N’y a-t-il pas quelque chose d’un peu absurde dans le spectacle d’êtres humains qui tiennent devant eux un miroir et qui pensent que ce qu’ils y voient est tellement excellent que cela prouve qu’il doit y avoir une Intention Cosmique qui, depuis toujours, visait ce but… Si j’étais tout-puissant et si je disposais de millions d’années pour me livrer à des expériences dont le résultat final serait l’Homme, je ne considérerais pas que j’aurais beaucoup de raisons de me vanter.
Bertrand Russell

L’idée selon laquelle il existe une sorte de convergence entre science et religion est ancienne mais cette approche, après avoir été plus ou moins mise de côté pendant des années, connaît aujourd’hui un regain d’intérêt 6. Ses partisans soutiennent que la science contemporaine elle-même offre de bons arguments en faveur de l’existence d’une transcendance ; contrairement à la science classique, matérialiste, du xviiie siècle, la mécanique quantique, le théorème de Gödel, le Big Bang et parfois la théorie du chaos nous offrent une image réenchantée du monde, indiquent les « limites » de la science et suggèrent un au-delà.Un exemple typique de ce genre de raisonnement est basé sur le « principe anthropique » : des physiciens ont calculé que, si certaines constantes physiques avaient été très légèrement différentes de ce qu’elles sont, l’univers aurait été radicalement différent de ce qu’il est et, en particulier, que la vie et l’homme auraient été impossibles 7. Il y a donc là quelque chose que nous ne comprenons pas ; l’Univers semble avoir été fait de façon très précise afin que nous puissions en faire partie. En fait, il s’agit d’une nouvelle version de ce que les anglo-saxons appellent « the argument from design », à savoir que l’univers semble avoir été fait en fonction d’une certaine finalité et que cette finalité elle-même témoigne de l’existence d’un Grand Architecte 8.
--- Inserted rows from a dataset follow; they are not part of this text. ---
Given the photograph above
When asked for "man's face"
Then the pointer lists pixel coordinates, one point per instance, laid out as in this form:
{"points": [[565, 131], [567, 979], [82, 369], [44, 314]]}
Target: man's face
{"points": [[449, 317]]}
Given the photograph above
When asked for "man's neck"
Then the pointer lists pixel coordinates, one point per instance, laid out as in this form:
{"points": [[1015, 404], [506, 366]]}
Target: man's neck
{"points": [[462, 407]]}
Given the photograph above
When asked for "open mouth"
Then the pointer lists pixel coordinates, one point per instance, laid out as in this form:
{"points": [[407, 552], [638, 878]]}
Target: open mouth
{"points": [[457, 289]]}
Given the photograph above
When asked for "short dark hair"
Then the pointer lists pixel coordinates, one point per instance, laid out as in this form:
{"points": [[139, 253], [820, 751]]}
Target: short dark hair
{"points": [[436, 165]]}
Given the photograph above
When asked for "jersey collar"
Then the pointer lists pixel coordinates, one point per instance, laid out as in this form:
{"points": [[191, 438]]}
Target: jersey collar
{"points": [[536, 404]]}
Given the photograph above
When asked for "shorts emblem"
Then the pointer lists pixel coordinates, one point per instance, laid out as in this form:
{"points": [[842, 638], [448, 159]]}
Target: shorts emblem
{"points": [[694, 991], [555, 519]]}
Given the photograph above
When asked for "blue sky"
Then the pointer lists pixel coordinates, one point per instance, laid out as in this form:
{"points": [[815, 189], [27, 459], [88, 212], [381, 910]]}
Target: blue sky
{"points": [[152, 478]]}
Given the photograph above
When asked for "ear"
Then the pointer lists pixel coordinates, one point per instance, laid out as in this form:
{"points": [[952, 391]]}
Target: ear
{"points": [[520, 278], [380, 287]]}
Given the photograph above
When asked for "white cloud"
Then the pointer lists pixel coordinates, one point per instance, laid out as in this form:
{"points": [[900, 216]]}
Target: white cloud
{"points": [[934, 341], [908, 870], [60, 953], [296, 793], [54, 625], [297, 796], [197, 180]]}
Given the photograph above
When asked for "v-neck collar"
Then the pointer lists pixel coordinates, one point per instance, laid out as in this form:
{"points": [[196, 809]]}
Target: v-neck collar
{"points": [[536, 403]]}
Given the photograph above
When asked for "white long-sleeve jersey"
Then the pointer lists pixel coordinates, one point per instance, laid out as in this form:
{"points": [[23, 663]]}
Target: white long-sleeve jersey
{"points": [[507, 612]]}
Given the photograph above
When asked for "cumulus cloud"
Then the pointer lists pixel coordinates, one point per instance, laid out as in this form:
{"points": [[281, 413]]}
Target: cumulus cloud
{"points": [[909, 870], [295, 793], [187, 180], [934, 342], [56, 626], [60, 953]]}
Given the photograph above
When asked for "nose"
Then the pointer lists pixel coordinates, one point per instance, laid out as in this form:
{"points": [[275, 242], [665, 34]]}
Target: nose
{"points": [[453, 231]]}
Les scientifiques non-croyants répondent de différentes façons à ce genre d’arguments : par exemple, on peut dire que la situation est temporaire et que d’autres phénomènes qui, dans le passé, ont été considérés comme des preuves évidentes de l’existence de la Providence, tels que l’extrême complexité des êtres vivants, ont été, en principe, expliqués scientifiquement. Par ailleurs, rien ne dit que l’univers observé est le seul qui existe et, s’il en existe plusieurs ayant des propriétés physiques différentes, nous nous trouverons forcément dans un de ceux où la vie est possible 9.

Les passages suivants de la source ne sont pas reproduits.